Zimbabwean in Vancouver play

Zimbabwean in Vancouver play

By Showbiz Writer

Vancouver based Zimbabwean thespian Clayton Pasi Gunguwo will starting later this month star in an Arthol Fugard play The Train Driver that will run in Canada until April.
Gunguwo who has immense experience in theatre and arts from working alongside greats like the late Simon Shumba aka Mutirowafanza and Continueloving Mhlanga of Amakhosi Arts will play Simon, a gravedigger who assits a train driver in identifying victims of an accident that he has been involved in.

According to Gunguwo, Roelf, the driver spends weeks trying to identify his unfortunate victims he killed on the tracks between Philippi and Nyanga on South Africa’s Cape Flats and meets Simon who assist in unburdening him.

Based on a true story, Athol Fugard’s beautiful and haunting The Train Driver is a soulful exploration of guilt, suffering, redemption, and the powerful bonds that grow between strangers which South Africa’s Sunday Times described as: “Brave, confrontational and tender… Essential theatre viewing…”

The play is directed by New York born Adam Henderson who is also a teacher at Vancouver Film School.

Born in Zimbabwe, Gunguwo grew up on the dusty streets of Mbare under the care of a single mother and says he feels lucky to have met Mutirowafanza and Mlhanga who “immersed him in the world of film and theatre training and intensive apprenticeship”.

Over the last four decades he has worked in several countries among them Zimbabwe, Canada, Cuba, Ghana, Ethiopia, South Africa, Israel and U.S.A.

Gunguwo appeared in the country’s first condoms commercial and has been creating “an integrated interdisciplinary platform for his talents and gifts”.

He said he has deep passion to bring “voices and images that express a belonging at the same time celebrating human and geographical diversity that allow us to understand another through art”.

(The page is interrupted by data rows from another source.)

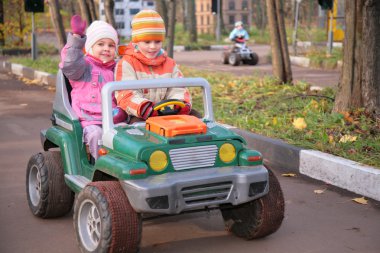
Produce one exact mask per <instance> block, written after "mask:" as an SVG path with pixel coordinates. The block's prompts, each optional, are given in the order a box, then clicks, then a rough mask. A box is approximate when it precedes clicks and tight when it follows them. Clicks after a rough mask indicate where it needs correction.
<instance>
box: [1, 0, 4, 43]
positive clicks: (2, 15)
mask: <svg viewBox="0 0 380 253" xmlns="http://www.w3.org/2000/svg"><path fill="white" fill-rule="evenodd" d="M0 25H1V26H3V25H4V6H3V1H0ZM4 45H5V38H4V31H3V29H0V46H4Z"/></svg>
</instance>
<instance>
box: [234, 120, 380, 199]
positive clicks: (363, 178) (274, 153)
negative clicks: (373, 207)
mask: <svg viewBox="0 0 380 253" xmlns="http://www.w3.org/2000/svg"><path fill="white" fill-rule="evenodd" d="M229 128H230V129H231V130H233V131H234V132H236V133H237V134H239V135H241V136H243V137H244V138H245V140H246V141H247V145H248V147H250V148H253V149H256V150H258V151H260V152H261V153H262V154H263V156H264V159H265V162H266V163H267V164H268V165H270V166H272V167H273V168H274V169H276V170H280V171H283V172H292V173H300V174H303V175H305V176H308V177H311V178H314V179H317V180H321V181H323V182H325V183H328V184H331V185H334V186H337V187H339V188H342V189H346V190H348V191H351V192H354V193H356V194H359V195H362V196H365V197H368V198H372V199H375V200H378V201H380V168H375V167H371V166H367V165H363V164H360V163H357V162H354V161H351V160H348V159H345V158H342V157H338V156H334V155H331V154H327V153H323V152H320V151H316V150H307V149H302V148H298V147H295V146H292V145H289V144H287V143H285V142H283V141H281V140H276V139H272V138H268V137H265V136H261V135H258V134H254V133H251V132H248V131H244V130H241V129H238V128H235V127H231V126H229Z"/></svg>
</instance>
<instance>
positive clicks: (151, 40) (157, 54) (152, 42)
mask: <svg viewBox="0 0 380 253" xmlns="http://www.w3.org/2000/svg"><path fill="white" fill-rule="evenodd" d="M137 46H138V47H139V50H140V52H141V53H142V54H143V55H144V56H145V57H146V58H148V59H153V58H155V57H156V56H157V55H158V54H159V53H160V50H161V48H162V41H158V40H147V41H140V42H137Z"/></svg>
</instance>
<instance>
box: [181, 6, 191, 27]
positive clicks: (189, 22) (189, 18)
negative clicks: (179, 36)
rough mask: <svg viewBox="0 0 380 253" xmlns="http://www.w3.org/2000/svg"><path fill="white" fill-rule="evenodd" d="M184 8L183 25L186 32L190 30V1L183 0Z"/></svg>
mask: <svg viewBox="0 0 380 253" xmlns="http://www.w3.org/2000/svg"><path fill="white" fill-rule="evenodd" d="M181 8H182V15H183V19H182V26H183V30H184V31H185V32H187V31H189V30H190V16H189V1H185V0H181Z"/></svg>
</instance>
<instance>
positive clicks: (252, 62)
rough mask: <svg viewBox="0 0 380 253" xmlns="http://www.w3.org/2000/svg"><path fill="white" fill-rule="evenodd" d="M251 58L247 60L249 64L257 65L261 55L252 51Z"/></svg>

Among his major theatre highlights are being creator and director of Muti Usina Zita in Vancouver, Lumumba (associate producer-New York), Super Patriots and Morons (director-Vancouver) and Who stole the ghetto from the people (creator and director Israel).

He is also working on another theatre project titled Blisters of Chimurenga that focuses on the current economic chaos in Zimbabwe while the story swivels around love, power and revenge.
Tickets for the show can be bought on
Gunguwo says he remembers his experience starting off humble with Mutirowafanza when few considered arts an industry.

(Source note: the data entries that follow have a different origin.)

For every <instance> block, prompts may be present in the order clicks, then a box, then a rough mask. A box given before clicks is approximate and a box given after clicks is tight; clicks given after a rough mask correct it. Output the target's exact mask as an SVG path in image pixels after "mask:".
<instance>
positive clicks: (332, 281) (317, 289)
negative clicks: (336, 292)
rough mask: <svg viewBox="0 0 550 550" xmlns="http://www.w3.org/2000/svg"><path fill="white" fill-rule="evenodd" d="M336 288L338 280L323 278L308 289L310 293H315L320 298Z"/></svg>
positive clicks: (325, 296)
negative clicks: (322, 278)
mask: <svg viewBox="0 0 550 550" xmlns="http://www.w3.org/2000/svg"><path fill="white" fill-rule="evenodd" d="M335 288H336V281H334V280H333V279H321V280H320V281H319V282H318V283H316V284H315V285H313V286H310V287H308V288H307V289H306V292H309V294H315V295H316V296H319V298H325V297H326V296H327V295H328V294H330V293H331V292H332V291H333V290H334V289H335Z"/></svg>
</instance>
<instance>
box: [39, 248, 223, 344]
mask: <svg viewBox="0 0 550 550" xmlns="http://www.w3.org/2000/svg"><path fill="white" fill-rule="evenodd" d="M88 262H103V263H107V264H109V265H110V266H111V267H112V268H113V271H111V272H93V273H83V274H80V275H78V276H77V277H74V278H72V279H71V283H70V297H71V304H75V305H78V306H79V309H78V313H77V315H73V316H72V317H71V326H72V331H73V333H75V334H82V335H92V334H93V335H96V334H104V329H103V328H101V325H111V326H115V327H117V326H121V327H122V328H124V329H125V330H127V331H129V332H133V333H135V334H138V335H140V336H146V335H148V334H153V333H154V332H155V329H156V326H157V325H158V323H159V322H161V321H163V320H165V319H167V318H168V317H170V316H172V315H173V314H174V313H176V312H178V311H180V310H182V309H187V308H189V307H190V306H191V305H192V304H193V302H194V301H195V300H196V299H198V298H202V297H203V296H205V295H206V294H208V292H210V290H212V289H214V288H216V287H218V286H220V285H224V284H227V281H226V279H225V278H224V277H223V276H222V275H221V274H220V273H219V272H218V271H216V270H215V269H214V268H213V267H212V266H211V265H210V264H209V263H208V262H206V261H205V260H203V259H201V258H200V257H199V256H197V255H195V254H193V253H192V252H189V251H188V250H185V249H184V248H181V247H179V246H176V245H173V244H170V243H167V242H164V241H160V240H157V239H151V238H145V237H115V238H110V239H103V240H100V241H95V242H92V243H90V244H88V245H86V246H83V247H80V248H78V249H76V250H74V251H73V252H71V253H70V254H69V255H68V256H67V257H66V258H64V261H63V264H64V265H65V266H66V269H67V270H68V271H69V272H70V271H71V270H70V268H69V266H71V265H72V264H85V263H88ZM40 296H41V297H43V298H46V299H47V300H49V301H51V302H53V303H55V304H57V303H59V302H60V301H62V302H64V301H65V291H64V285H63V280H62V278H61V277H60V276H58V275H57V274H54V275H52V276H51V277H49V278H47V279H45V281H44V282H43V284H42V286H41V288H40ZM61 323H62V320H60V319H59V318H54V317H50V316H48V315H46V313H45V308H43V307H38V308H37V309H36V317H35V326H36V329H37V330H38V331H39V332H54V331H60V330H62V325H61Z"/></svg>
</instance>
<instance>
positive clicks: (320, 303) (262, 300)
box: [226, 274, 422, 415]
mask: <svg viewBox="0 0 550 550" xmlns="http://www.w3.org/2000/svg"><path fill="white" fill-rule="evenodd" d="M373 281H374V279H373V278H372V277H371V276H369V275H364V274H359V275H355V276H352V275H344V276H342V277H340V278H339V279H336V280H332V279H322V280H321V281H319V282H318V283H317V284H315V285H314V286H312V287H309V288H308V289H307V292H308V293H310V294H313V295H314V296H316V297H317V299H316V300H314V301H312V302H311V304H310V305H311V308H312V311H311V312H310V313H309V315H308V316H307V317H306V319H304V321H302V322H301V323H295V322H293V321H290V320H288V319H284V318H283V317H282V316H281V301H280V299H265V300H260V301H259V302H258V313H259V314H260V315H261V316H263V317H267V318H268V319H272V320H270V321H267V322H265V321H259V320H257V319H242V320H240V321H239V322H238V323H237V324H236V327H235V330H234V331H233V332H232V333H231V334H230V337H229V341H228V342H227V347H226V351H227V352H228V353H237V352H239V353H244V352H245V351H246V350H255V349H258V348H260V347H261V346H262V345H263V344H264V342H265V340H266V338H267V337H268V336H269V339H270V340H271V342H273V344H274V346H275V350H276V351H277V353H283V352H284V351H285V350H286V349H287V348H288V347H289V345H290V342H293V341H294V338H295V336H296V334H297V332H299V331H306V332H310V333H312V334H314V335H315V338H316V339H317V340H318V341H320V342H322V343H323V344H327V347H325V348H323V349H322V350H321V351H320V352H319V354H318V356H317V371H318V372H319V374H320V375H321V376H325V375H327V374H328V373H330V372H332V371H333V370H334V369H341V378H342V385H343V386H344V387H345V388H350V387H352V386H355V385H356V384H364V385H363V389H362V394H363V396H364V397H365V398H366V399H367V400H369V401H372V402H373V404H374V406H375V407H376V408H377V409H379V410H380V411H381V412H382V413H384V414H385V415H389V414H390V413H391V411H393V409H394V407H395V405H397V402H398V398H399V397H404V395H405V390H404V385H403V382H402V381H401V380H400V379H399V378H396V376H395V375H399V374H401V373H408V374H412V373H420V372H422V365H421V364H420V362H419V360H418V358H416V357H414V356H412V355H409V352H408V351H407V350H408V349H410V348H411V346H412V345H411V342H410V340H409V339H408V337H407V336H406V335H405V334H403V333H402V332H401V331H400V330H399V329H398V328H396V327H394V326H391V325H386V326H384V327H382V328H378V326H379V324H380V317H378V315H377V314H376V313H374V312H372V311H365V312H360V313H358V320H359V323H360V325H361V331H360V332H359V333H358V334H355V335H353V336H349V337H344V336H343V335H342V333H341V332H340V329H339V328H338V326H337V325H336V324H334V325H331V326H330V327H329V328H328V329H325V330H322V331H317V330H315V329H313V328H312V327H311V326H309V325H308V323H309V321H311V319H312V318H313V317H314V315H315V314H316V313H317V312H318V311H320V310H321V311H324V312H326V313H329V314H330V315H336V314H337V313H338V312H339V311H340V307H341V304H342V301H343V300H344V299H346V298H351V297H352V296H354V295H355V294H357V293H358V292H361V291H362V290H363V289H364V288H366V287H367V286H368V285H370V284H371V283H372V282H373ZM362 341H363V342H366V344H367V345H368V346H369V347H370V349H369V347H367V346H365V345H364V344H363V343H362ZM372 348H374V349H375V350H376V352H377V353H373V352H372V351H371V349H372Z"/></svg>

“We would go and rehearse in the bush (kubani). I remember my first play with him I had to do only one line but we would spend the whole day just rehearsing that one line teaching me how to connect my emotions to a character I was playing,” he said.

Afterwards he had a chance to work with Mhlanga who would teach him “essential tricks and dramatic forms to mirror” one’s own community particularly politics.

“For me these two were successful in being able to develop stories that were not donor driven however having been able to work with professional and talented thespians around I think the biggest area where Zimbabwe still needs to catch up is investing in stagecraft. There are so many projects I have seen in Zimbabwe that I have watched where directors never pay attention to it,” he added.

He said funds permitting he hopes to have the play Train Driver will be able to tour Zimbabwe in 2018.